Avez-vous déjà réalisé combien c’est désagréable d’essayer d’écouter un cours ou un exposé, quand des personnes de la rangée à côté n’arrêtent pas de parler ? Ou bien lorsque vous essayez de vous concentrer dans le train pour lire lorsque le voisin parle bruyamment au téléphone, ou lorsqu’un bébé pleure toutes les larmes de son corps justement à ce moment-là ? Bref, ce qui vient naturellement à la pensée, c’est « Chuuuut! ». Mais ça ne marche pas toujours…

Le psaume 46 parle de qui Dieu est pour nous et nous invite à contempler l’étendue de tout ce qu’il fait. Et Dieu lui-même nous invite à « arrêter et le reconnaître pour Dieu » Psaume 46.11

Mais arrêter de faire quoi ?… Arrêter tout simplement, arrêter le volume de tout le bruit de nos vies. Prendre le temps de se poser, dans tout le remue-ménage de nos vies… Il nous dit « Chuuuut ! Écoute-moi, reconnais-moi comme ton Dieu ».

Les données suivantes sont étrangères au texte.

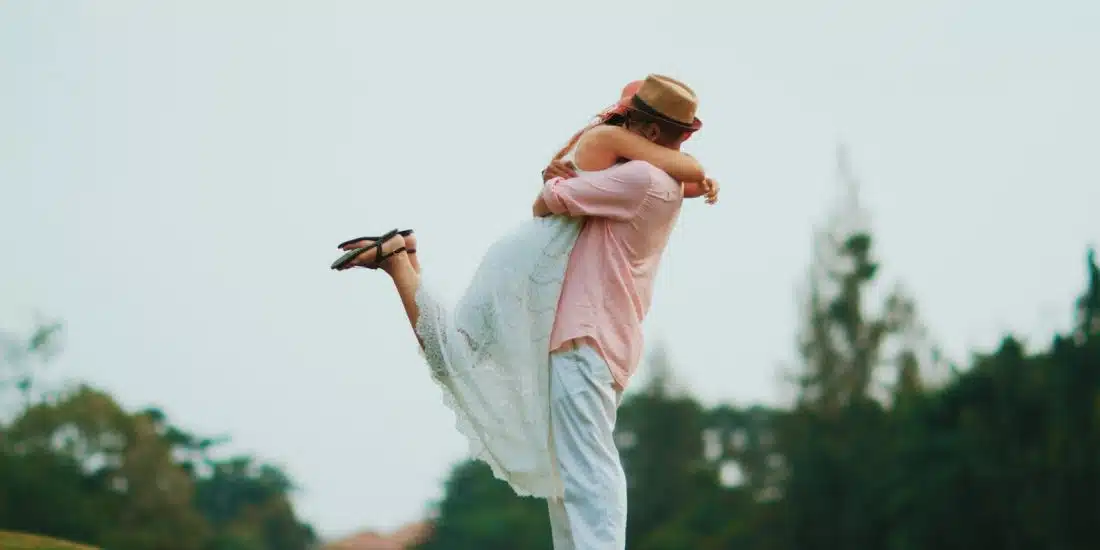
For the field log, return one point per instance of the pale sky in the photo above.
(174, 177)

En effet, le monde moderne dans lequel nous plongeons est rempli de bruit : dès le matin, le réveil fait bip-bip, puis la machine à café ou le micro-ondes ou le grille-pain font dring quand le p’tit déj est prêt… ensuite c’est le transport en commun, ou en voiture. Dans les deux cas on est submergé par le bruit de la ville qui se réveille, ou bien de la radio (les infos) ou la musique dans notre lecteur MP3 ou autoradio fidèles à leur poste! Et puis la journée continue, on rencontre des gens… blablabla… on rentre le soir et ce sont les bruits du soir qui prennent le relais, entre préparation de dîner, infos ou film…
La question est de savoir : dans tout cela, à quel moment ai-je pris un break pour penser calmement à Dieu, pour le reconnaître autour de moi ? C’est peut être parce que la « civilisation » technologique nous comble de bruit, que si peu de gens sont réceptifs à Dieu ? Parce qu'on nous dicte les choses auxquelles ont doit prêter attention, qu'on nous vend des films, infos et autres sans aucune mention de Dieu ?

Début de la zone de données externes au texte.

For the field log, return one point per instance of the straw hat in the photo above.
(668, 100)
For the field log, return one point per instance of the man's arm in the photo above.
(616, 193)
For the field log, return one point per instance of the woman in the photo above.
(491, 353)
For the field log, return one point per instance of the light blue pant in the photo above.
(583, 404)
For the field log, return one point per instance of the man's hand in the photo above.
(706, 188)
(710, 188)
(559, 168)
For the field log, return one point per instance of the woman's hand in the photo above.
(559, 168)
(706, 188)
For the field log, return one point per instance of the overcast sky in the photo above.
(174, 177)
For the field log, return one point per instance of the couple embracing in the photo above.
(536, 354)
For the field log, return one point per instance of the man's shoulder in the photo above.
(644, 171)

Le silence fait peur. Dans une conversation ou chez soi, rares sont ceux qui supportent encore de rester silencieux un instant. La dictature du bruit a réussi à s’imposer presque dans tous les domaines! J’en suis une victime, mais je me soigne :)

Mais Dieu n’a pas pour autant fait ses bagages… Il est toujours là, et essaie de se révéler à chacun. Malheureusement nos yeux sont sous l’emprise de la culture du visible et nos oreilles sous la dictature du bruit. Nous sommes formatés à ne nous fier qu’à ce que l’on voit, et avoir les tympans constamment sollicités. Ca fait un peu théorie du complot, hein ! Il doit bien y avoir un fond de vérité, non ? La bonne nouvelle (oui, il y en a toujours une !) c’est qu’on peut changer de direction une fois que l’on prend conscience de ça!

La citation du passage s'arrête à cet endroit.